Filed Under:  Entertainment

Ceremonies open Armstrong Park once again

28th November 2011   ·   0 Comments

By Mary LaCoste
Contributing Writer

Louis Armstrong must have been smiling down from heaven as the park named in his honor was reopened Friday morning, Nov. 18. It was blessed with perfect weather and a happy gathering of school children, neighbors, city officials and interested citizens. There were speeches, music and enthusiastic applause.

The mayor spoke as did councilpersons and park officials. The National Park Service will be in charge of much of the space and operate a visitors’ center focusing on jazz history. Across the rear of the area is the beautifully renovated Mahalia Jackson Performance Center.

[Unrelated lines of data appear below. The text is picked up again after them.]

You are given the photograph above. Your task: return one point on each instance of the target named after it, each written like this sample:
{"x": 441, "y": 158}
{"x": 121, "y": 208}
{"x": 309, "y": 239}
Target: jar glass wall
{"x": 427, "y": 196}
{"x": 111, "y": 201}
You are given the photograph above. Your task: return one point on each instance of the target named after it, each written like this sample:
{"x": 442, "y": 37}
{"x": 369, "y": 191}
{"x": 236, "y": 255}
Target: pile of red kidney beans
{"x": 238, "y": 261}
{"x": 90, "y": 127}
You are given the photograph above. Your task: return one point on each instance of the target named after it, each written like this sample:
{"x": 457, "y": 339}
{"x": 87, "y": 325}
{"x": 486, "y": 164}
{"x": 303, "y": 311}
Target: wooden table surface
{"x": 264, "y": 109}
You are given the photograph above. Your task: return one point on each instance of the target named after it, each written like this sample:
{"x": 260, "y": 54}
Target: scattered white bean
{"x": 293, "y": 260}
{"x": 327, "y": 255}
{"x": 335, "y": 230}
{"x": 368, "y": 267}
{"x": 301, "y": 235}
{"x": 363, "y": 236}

The jazz band included “Uncle” Lionel Batiste who remembered when his house stood on the ground cleared of homes to make way for the park over 30 years ago. He could remember the early days of the park when it was used for the Jazz Fest before it moved to the Fair Grounds. He may have also remembered Congo Square, adjacent to the park. It featured a fountain that danced to the Bamboola.

Jennifer Jones, in full costume, led the group as it entered through the newly opened gate under the arch spelling out “Armstrong.” Inside, the people admired the new statues reflecting the history and genius of New Orleans music. Best of all, they saw the statue of Louis Armstrong on a new and more prominent pedestal.

Wandering, some discovered an antique rose garden salvaged after Katrina neglect by Leo Watermeier, who is the leader and inspiration of the Friends of Armstrong Park organization. He said, “We’re really happy to have the entire park open. Now we need to get a management plan in place so the park is properly maintained and security is improved.”

Those who wandered into the Congo Square noted that the old Municipal Auditorium sits unused and unrepaired but that the sign identifying the area as the “Cradle of Jazz” was still intact. To their surprise, the fountain in the center of the Congo Square pavement was dancing — and you could almost hear the Bamboola!

Indeed, Louis Armstrong was smiling.